It has been more than two decades since Raoul Bott and I published Differential Forms in Algebraic Topology. While this book has enjoyed a certain success, it does assume some familiarity with manifolds and so is not so readily accessible to the average first-year graduate student in mathematics. It has been my goal for quite some time to bridge this gap by writing an elementary introduction to manifolds assuming only one semester of abstract algebra and a year of real analysis. Moreover, given the tremendous interaction in the last twenty years between geometry and topology on the one hand and physics on the other, my intended audience includes not only budding mathematicians and advanced undergraduates, but also physicists who want a solid foundation in geometry and topology.

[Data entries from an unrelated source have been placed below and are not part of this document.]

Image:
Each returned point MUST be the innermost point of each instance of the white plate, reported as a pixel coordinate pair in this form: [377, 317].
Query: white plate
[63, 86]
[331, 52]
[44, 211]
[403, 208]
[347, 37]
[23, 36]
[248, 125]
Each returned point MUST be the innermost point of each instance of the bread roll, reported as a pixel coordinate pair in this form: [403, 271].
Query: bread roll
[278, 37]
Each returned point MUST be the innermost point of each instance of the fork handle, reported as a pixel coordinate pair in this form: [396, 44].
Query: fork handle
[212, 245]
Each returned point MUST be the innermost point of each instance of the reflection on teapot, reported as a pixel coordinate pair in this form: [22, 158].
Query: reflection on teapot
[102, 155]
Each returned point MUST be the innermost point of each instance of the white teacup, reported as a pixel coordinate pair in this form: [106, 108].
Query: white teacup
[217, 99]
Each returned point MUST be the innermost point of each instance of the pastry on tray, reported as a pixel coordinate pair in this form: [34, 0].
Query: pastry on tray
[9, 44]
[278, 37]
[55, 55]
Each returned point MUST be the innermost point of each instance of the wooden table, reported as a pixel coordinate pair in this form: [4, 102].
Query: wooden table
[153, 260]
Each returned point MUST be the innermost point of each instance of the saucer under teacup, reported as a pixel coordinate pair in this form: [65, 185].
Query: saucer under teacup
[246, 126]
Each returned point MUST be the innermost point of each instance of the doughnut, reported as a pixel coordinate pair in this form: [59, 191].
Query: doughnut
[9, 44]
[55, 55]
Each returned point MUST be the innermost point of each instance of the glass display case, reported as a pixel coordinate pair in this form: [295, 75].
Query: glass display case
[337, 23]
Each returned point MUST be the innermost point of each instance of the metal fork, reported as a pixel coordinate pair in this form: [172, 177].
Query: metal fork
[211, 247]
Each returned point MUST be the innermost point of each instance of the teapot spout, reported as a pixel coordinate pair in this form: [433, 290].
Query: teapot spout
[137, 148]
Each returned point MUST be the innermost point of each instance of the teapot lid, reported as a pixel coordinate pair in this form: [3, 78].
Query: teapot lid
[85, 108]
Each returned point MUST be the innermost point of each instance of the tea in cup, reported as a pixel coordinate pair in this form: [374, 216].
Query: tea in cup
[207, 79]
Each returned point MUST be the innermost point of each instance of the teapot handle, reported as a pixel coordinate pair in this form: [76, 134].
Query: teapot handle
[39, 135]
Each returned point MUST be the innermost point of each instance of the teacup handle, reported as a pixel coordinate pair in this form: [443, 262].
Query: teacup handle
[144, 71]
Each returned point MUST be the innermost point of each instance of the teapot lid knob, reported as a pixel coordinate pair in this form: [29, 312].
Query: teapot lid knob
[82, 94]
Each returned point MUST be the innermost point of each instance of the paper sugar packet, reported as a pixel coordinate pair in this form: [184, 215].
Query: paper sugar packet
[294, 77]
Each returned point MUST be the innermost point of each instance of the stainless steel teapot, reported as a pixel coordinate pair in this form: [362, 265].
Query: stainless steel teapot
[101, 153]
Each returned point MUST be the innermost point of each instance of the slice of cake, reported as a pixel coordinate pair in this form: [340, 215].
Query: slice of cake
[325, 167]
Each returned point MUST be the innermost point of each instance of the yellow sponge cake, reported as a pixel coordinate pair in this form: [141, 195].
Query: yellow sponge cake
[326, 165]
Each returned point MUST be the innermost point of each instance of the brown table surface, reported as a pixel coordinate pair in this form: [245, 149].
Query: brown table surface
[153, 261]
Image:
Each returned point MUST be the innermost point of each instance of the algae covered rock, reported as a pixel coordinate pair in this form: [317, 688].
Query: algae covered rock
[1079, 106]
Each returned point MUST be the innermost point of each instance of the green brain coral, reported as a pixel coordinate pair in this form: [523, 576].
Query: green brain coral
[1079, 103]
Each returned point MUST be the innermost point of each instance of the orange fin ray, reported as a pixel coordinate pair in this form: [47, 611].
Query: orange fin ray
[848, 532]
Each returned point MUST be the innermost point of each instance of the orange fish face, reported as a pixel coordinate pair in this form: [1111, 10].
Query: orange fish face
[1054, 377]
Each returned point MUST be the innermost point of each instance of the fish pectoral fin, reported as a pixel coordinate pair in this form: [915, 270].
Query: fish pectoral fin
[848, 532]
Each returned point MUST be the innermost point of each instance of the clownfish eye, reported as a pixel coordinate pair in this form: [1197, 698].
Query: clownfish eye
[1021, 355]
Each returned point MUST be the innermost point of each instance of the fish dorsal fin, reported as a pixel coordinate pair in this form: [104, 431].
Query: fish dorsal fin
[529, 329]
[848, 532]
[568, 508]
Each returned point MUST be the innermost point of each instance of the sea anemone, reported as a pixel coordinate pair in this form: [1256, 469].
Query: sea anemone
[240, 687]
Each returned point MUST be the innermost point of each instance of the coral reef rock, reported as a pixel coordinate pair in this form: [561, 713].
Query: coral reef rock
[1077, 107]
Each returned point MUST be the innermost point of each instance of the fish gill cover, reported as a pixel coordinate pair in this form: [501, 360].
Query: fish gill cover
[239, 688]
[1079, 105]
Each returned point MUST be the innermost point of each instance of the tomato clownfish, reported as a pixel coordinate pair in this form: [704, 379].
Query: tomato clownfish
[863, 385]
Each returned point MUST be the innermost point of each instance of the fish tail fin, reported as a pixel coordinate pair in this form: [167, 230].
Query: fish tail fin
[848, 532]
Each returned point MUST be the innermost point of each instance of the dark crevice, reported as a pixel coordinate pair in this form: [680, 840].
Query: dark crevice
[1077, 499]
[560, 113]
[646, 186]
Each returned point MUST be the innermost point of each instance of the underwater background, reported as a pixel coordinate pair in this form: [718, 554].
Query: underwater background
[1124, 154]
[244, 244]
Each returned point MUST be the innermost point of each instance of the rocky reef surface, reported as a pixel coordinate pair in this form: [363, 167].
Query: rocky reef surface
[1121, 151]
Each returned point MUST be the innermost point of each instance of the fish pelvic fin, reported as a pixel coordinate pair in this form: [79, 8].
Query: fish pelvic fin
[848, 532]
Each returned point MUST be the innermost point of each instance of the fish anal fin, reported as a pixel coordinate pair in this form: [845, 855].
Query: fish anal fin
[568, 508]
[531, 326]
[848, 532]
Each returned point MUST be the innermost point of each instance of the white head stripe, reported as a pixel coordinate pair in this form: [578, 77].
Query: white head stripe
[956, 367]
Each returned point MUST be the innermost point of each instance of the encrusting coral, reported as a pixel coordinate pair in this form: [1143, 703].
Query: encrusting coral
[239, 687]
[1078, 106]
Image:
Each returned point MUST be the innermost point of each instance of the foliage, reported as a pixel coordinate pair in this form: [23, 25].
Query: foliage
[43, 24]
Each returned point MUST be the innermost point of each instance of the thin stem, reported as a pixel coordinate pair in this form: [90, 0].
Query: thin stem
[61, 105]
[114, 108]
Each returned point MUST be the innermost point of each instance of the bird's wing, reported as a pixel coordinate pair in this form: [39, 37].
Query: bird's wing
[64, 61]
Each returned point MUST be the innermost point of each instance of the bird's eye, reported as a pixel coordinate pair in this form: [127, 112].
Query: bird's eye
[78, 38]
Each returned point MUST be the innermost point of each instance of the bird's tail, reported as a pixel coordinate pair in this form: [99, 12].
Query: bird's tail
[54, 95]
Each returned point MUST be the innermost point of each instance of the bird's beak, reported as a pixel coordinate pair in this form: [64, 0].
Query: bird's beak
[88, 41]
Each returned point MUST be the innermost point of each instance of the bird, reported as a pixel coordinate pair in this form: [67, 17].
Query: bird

With so many excellent books on manifolds on the market, any author who un- dertakes to write another owes to the public, if not to himself, a good rationale. First and foremost is my desire to write a readable but rigorous introduction that gets the reader quickly up to speed, to the point where for example he or she can compute de Rham cohomology of simple spaces.
A second consideration stems from the self-imposed absence of point-set topology in the prerequisites. Most books laboring under the same constraint define a manifold as a subset of a Euclidean space. This has the disadvantage of making quotient manifolds, of which a projective space is a prime example, difficult to understand. My solution is to make the first four chapters of the book independent of point-set topology and to place the necessary point-set topology in an appendix. While reading the first four chapters, the student should at the same time study Appendix A to acquire the point-set topology that will be assumed starting in Chapter 5.
The book is meant to be read and studied by a novice. It is not meant to be encyclopedic. Therefore, I discuss only the irreducible minimum of manifold theory which I think every mathematician should know. I hope that the modesty of the scope allows the central ideas to emerge more clearly. In several years of teaching, I have generally been able to cover the entire book in one semester.